Step 3: Start Using The New Dashboards! 🎉
From the dashboards we just imported, the one called Linux is meant to be used as a starting point. At the top of this dashboard we will find 2 groups of links, under Systems and Applications. These links will navigate to the more detailed dashboards, while maintaining the current values for variables and time-ranges.
Tweaking Our Stack Configuration (Optional)
Eventually, we may need to make some changes to the configuration on our monitoring services. Here are a few examples, and the location where you will need to make those changes:
- Change the retention policy for Prometheus data. If we want to keep more or less data than the default (90 days or 150GB) we can make this change using Portainer. Open the stack (Stacks > monitoring), switch to the Editor tab and expand the Environment variables section. Make the necessary changes and then hit Update the stack.
- Include additional scrape jobs in Prometheus. If we want to include metrics for additional services in our home lab (e.g. HomeSeer) we need to add their information to our Prometheus configuration. This is specified in
/srv/appdata/prometheus/prometheus.yml
but the specific changes are dependent on the service we need to include. - Fine tuning the amount of information collected from running processes. By default, process-exporter will be collecting information from every process running in our server. We may need to adjust the configuration to exclude some or only capture information about a specific subset of processes. This is specified in
/srv/appdata/process-exporter/config.yml
What's Next?
Now that we have a functional monitoring stack running with Docker, there's more advanced things we can do that leverage our setup. Here's a few ideas to get you started:
- You can build upon what we learned while setting up Direct Access for HomeSeer and use Tailscale to access your Grafana dashboards securely from anywhere in the world, using your phone, tablet or laptop.
- If you already host another web service, or want to host multiple additional services alongside Grafana, you can setup a reverse proxy like Traefik (also using Docker!)

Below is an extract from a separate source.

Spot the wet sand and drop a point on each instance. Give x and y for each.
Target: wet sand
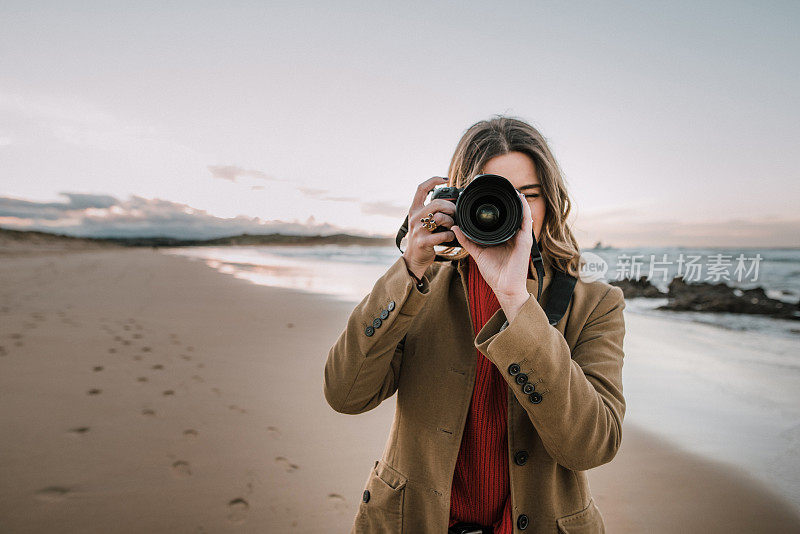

- You can use the Prometheus and Grafana that we just setup to scrape device metrics from HomeSeer and gain useful insights on your Smart Home setup. A guide on this will be coming shortly!
Alternative: Deployment With Docker Compose
In this section we will deploy the monitoring stack using Docker Compose. Only follow these steps if you chose not to use Portainer.
Step 1: Setup your deployment workspace
mkdir -p ~/compose/monitoring
cd ~/compose/monitoring
wget https://raw.githubusercontent.com/thedebuggedlife/portainer-templates/refs/heads/main/linux-monitoring/docker-compose.yml
wget https://raw.githubusercontent.com/thedebuggedlife/portainer-templates/refs/heads/main/linux-monitoring/.env
Step 2: Review the deployment configuration
Now, open the file ~/compose/monitoring/.env
with your favorite text editor and make any necessary changes to the variables in the file:
Variable |
Default |
Purpose |
---|---|---|
APPDATA_LOCATION |
/srv/appdata |
Path to appdata location |
SMARTCTL_INTERVAL |
30s |
How often to poll devices for SMART status |
PROMETHEUS_RETENTION_TIME |
90d |
How long to store metrics data in Prometheus |
PROMETHEUS_RETENTION_SIZE |
150GB |
Largest size to allow the TSDB file to grow before trimming |
GRAFANA_WEB_PORT |
3000 |
Port on the host (server) that will be mapped to the Grafana website |
Step 3: Deploy the stack
Back from our deployment workspace, we use Docker Compose to create the stack:
# Go back to our workspace
cd ~/compose/monitoring
# Launch our stack (detached)
sudo docker compose up -d
Now we sit back and wait for Docker to work its magic. Once the last command completes, all the services on our stack will be up and running.